Ma non è tutto. Abonante appare stufo di chi guarda alla ‘fatal Novara’, come scrive lui stesso, “dimenticandosi tutte le analisi di sistema che vedono la città piemontese beneficiare da decenni di economie specifiche sull’asse Torino – Milano, inaccessibili per un capoluogo come il nostro, al netto di tutti gli errori fatti nell’alessandrino”. Ma allora, viene da chiedersi, chi per decenni ha parlato del famoso triangolo industriale Torino – Milano – Genova ha sbagliato? Se per avere fortuna bastava un lato solo del triangolo, allora era sufficiente scegliere quello giusto. A Novara non è tutto rose e fiori, non ci sono fenomeni, solo una società che cerca, in mezzo a mille problemi, di alzare il profilo dell’orizzonte.
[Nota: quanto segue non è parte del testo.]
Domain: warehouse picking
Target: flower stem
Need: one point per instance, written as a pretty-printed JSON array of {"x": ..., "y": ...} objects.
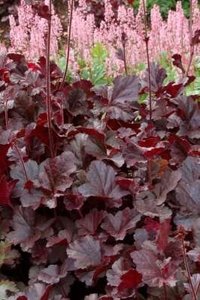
[
  {"x": 190, "y": 35},
  {"x": 48, "y": 83},
  {"x": 146, "y": 40},
  {"x": 68, "y": 43}
]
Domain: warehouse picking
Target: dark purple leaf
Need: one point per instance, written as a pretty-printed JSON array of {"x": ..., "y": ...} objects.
[
  {"x": 154, "y": 272},
  {"x": 24, "y": 231},
  {"x": 118, "y": 225},
  {"x": 86, "y": 252},
  {"x": 101, "y": 182},
  {"x": 89, "y": 224}
]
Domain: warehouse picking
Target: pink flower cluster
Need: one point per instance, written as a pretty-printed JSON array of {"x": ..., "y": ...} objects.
[
  {"x": 28, "y": 36},
  {"x": 170, "y": 36}
]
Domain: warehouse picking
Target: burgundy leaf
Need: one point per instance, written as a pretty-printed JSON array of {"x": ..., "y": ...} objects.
[
  {"x": 168, "y": 183},
  {"x": 124, "y": 96},
  {"x": 51, "y": 275},
  {"x": 90, "y": 223},
  {"x": 3, "y": 158},
  {"x": 101, "y": 182},
  {"x": 163, "y": 236},
  {"x": 188, "y": 189},
  {"x": 55, "y": 172},
  {"x": 86, "y": 252},
  {"x": 125, "y": 89},
  {"x": 130, "y": 279},
  {"x": 177, "y": 61},
  {"x": 117, "y": 225},
  {"x": 24, "y": 231},
  {"x": 6, "y": 188}
]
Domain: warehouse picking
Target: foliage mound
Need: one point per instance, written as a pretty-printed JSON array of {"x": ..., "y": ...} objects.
[{"x": 105, "y": 203}]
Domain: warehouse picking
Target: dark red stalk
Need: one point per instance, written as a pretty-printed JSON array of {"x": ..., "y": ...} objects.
[
  {"x": 21, "y": 161},
  {"x": 14, "y": 145},
  {"x": 124, "y": 40},
  {"x": 194, "y": 296},
  {"x": 165, "y": 291},
  {"x": 68, "y": 43},
  {"x": 146, "y": 40},
  {"x": 191, "y": 35},
  {"x": 48, "y": 83}
]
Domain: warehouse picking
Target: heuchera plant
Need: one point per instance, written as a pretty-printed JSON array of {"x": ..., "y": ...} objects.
[{"x": 105, "y": 203}]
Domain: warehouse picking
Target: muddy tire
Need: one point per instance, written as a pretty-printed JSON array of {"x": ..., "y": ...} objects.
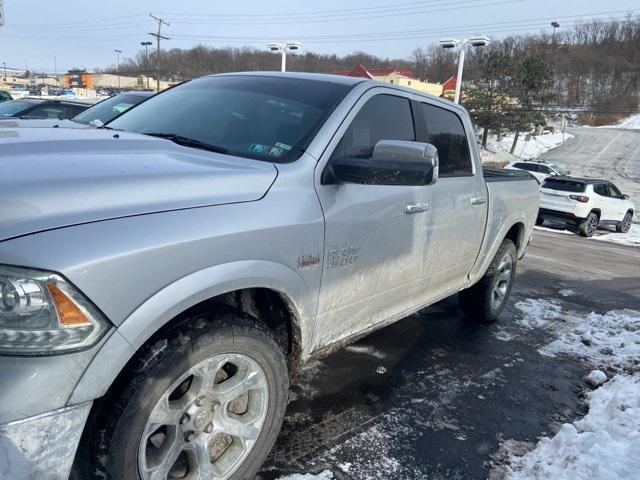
[
  {"x": 590, "y": 224},
  {"x": 625, "y": 224},
  {"x": 204, "y": 400},
  {"x": 484, "y": 301}
]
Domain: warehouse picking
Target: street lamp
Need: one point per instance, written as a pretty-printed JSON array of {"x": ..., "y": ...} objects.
[
  {"x": 118, "y": 52},
  {"x": 479, "y": 41},
  {"x": 283, "y": 47},
  {"x": 146, "y": 60}
]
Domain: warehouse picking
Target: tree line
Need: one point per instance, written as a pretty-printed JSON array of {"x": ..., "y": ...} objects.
[{"x": 592, "y": 68}]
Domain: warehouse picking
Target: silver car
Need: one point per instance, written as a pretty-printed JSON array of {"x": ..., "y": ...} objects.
[{"x": 162, "y": 277}]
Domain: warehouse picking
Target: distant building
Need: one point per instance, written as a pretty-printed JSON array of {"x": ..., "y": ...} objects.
[{"x": 402, "y": 77}]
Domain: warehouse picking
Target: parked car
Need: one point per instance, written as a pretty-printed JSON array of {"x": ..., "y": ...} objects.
[
  {"x": 539, "y": 169},
  {"x": 163, "y": 276},
  {"x": 585, "y": 202},
  {"x": 33, "y": 108},
  {"x": 94, "y": 116}
]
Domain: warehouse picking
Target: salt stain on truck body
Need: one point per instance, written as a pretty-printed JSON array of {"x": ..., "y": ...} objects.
[{"x": 164, "y": 275}]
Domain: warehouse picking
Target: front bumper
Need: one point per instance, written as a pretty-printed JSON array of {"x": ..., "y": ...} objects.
[{"x": 42, "y": 447}]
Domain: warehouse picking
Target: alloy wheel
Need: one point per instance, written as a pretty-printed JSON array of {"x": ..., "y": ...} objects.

E a proposito di sistema, ancora Abonante: “Parlare di sistema, termine che presuppone una certa complessità, un qualcosa di costruito nello spazio e nel tempo, senza spendere una parola su quel pericolosissimo ‘Sistema Alessandria’ costruito in troppi anni di silenzi anche da chi oggi sembri rimpiangere (il riferimento è a chi scrive, dr), lascia (di nuovo) perplessi. Un sistema che il centrosinistra, nessun altro, ha avuto il coraggio di chiudere tirando una riga e proponendo a tutta la città un percorso diverso, che ha bisogno ancora di impegno e idee ma che non si poteva portare a regime nel breve termine. Ed è proprio dallo smantellamento di quel sistema che stanno prendendo vita tutta una serie di azioni strutturali, in particolare sulla filiera rifiuti, che iniziano a produrre risultati. E che dire di Atm? Siamo noi che abbiamo scelto già nel 2012 di riportare nei limiti della sostenibilità le risorse destinate dal Comune ai trasporti e parcheggi quando tutti in precedenza non avevano fatto altro che mettere la testa sotto la sabbia. Lo abbiamo fatto in ritardo? Forse sì, ma lo abbiamo fatto, e ora si deve gestire una fase difficilissima, ma dalla quale non si uscirà come si faceva in passato con costi assurdi caricati sempre sulla fiscalità generale”.
Nel ripensare alle parole iniziali di Daniele Checchi sulla formazione della classe dirigente italiana, viene giusto da aggiungere che uno statista è “uomo, donna di Stato, persona che ha una profonda esperienza, teorica e pratica, dell’arte di governare uno Stato”. Fonte: Treccani.